Rencana tersebut dapat diumumkan Rabu, kata sumber, dilansir dari CNBC.
Langkah ini bertujuan untuk memperpanjang program pengiriman SPR saat ini, yang dimulai musim semi ini hingga Desember 2022, kata sumber tersebut.
Rencana Bank Sentral Selandia Baru
Ekonom di ANZ memperkirakan bank sentral Selandia Baru (RBNZ) akan memberikan kenaikan masing-masing 75 basis poin (bps) pada pertemuan mendatang November 2022 dan Februari 2023.
Bank sentral itu akan menaikkan suku bunga sebesar 50 bps menjadi 3,5% awal bulan ini, membawa suku bunga ke level tertinggi tujuh tahun.
ANZ mengatakan bank sentral Australia (RBA) kemungkinan akan mengambil jalan yang lebih konservatif daripada RBNZ. Bank ini diperkirakan akan menghasilkan perbedaan kebijakan yang jauh lebih luas ke depan, pada 2023.
Pertemuan kebijakan moneter RBNZ berikutnya dijadwalkan berlangsung pada 23 November 2022.
Saham Apple Jatuh
Saham Apple turun dan sempat berubah negatif setelah laporan dari The Information bahwa raksasa teknologi itu memangkas produksi iPhone 14 Plus barunya.
Langkah Apple, saham AS terbesar, membawa rata-rata indeks utama kembali mendekati posisi terendah hari ini, meskipun sejak itu mereka telah memulihkan sebagian dari penurunan itu.
Seberapa Tinggi Fed Mendorong Yield 10 Tahun AS
Federal Reserve (The Fed) secara luas diperkirakan akan menaikkan tiga perempat poin persentase atau 75 basis poin (bps) bulan depan. Tetapi bank sentral mungkin mencapai batasnya untuk mendikte suku bunga jangka panjang, menurut Jim Paulsen dari The Leuthold Group.
"Ada preseden yang cukup besar dalam siklus pengetatan masa lalu bagi Fed untuk ditutup oleh pasar obligasi yang 'berkedip' terlebih dahulu. The Fed mungkin akan segera mencoba menaikkan suku bunga menjadi 4%, 4,5%, atau bahkan 5%. Tetapi pada titik tertentu, obligasi jangka panjang mungkin berhenti naik dan menolak untuk mengikuti jejak The Fed," tulis Paulsen dalam catatan kepada klien pada Selasa (18/10).

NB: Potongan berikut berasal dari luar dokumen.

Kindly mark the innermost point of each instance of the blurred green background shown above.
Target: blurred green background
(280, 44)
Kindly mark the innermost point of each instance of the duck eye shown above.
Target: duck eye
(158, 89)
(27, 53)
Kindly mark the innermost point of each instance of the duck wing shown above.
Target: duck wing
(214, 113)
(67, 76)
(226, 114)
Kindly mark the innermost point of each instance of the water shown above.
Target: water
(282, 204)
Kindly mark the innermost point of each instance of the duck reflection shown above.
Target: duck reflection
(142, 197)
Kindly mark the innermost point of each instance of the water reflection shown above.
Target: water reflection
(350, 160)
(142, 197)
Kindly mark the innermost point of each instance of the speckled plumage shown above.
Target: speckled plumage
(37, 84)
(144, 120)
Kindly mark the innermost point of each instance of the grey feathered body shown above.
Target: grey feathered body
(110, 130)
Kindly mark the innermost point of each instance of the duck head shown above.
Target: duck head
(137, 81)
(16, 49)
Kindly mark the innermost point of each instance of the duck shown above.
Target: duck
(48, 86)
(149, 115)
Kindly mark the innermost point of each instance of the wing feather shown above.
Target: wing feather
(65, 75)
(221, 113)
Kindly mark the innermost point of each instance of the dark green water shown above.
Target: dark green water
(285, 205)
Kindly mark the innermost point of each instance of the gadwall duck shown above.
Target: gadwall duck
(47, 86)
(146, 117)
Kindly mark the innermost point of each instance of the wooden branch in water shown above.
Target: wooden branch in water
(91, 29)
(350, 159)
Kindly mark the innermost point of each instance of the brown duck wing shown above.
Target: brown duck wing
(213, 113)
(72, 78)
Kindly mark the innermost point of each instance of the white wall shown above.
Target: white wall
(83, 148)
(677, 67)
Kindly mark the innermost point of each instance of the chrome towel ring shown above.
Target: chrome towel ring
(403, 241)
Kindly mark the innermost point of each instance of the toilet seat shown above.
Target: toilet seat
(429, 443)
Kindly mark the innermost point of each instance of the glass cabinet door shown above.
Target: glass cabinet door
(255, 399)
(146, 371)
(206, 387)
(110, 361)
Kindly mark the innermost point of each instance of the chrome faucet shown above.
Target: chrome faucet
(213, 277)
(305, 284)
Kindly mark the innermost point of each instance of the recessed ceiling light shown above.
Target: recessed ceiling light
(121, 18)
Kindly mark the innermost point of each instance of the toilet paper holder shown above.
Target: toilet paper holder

Imbal hasil (yield) obligasi pemerintah AS Treasury tenor 10 tahun telah diperdagangkan di atas 4% dalam beberapa hari terakhir, mencapai level tertinggi dalam lebih dari satu dekade. Dengan meningkatnya kekhawatiran tentang resesi pada 2023, yield itu mungkin mendekati batas, kata Paulsen.
"Setiap kali The Fed semakin memperketat kebijakan moneter, ketakutan resesi meningkat relatif terhadap ketakutan inflasi. Pada akhirnya, ketika The Fed menjadi semakin agresif, resesi menjadi kekhawatiran yang lebih besar daripada inflasi, dan pembeli obligasi mulai melebihi jumlah penjual obligasi, yaitu, pasar obligasi 'berkedip'," tambah Paulsen.